My family never runs out of perch to eat------------------ 

Typically salt is the main ingredient used in the curing of many fish baits----as well as many food products consumed by humans (smoked fish--the brine, smoked meats, salted herring, etc). 
Salt preservation of foods dates back to ancient times. Salt not only draws out moisture, but also creates an environment inhospitable to bacteria. When a product is salted during cold weather, or salted and refrigerated so the product does not spoil while curing, many salted products can last for years.
A product can also be 'pickled', which is a process using both salt and an acid.

Some fish are actually attracted to baits which are salted; an example would be some of the varieties of tube lures used to fish for smallmouth bass.

Here's something learned years ago from an older, well experienced Lake Erie perch fisherman regarding minnow preservation, which he has done for many years. He has never spent money on minnows; he always nets his own and preserves them using the method below.

NOTE: For information regarding netting restrictions and size of nets, please see the following ODNR Division of Wildlife site: 
http://www.dnr.state.oh.us/Default.aspx?tabid=18644

How to Preserve your Own Shiners

----Net your minnows and while they are still alive. Dead minnows work, BUT they can only be recently dead----once decomposition sets in, they become useless quickly.
---place your minnows in a plastic container which has a good lid and add a generous amount of salt----non-iodized salt or pickling salt
----place the lid on, and shake the container to spread the salt evenly throughout the minnows
---put the container, with the seal-able lid on, in the refrigerator, and leave closed for 2 days
---remove after 2days, drain all the liquid from the container, secure lid, put back in the refrigerator----do NOT rinse with water---do NOT add more salt
---leave it for another day, open, drain the liquid off, secure lid, put back in refrigerator
---leave it another day, open, drain the liquid off, secure lid, put back in refrigerator
---Continue to repeat this until no more liquid can be poured out of the container.

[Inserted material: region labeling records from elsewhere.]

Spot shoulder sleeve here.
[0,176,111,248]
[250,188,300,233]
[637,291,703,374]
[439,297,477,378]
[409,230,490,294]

Depending on the amount of minnows, this process may take 5-6 days. Smaller containers (1-2 quart) seem to work better and preserve faster.

When you reach this point in the process, all the liquids from inside the minnows have been pulled out by the salt, you have drained the liquid off, and the salt has created a hostile environment for bacteria.
The secret to this process-----LEAVE IN THE REFREGERATOR UNTIL YOU ARE READY TO USE; DO NOT PUT IN THE FREEZER. Freezing the minnows breaks down body tissue and protein, so when thawed for use, they are soft and mushy, and won't stay on the hook.
Only take as many minnows from your refrigerated 'minnow supply' as you will need for the day, and keep them in the cooler.
No, the refrigerator will NOT smell at all----as long as you follow the above recommendations and are liberal with the salt.
Some helpful advice----
-----do NOT use your wife's Tupperware containers!! They work great, but you're far better off buying your own Tupperware containers and labeling them "Preserved Minnows". Visit garage sales to buy them cheap, or use plastic butter containers.
-----If you have an old refrigerator in the garage, use it. Otherwise, use the bottom shelf clear to the back of the refrigerator----where it's out of site.
-----assure your family there will be not smell---and there won't be, as long as you follow the above instructions
-----always tell the wife and family what's in the containers-----better than an unexpected discovery. 

Dave Kelch, Sea Grant Extension Specialist, Ohio Sea Grant


----------



## TheFilthyOar (Apr 16, 2010)

a few questions fishyscience:

when you put the minnows in the container for the first time, should you dry them as best you could beforehand?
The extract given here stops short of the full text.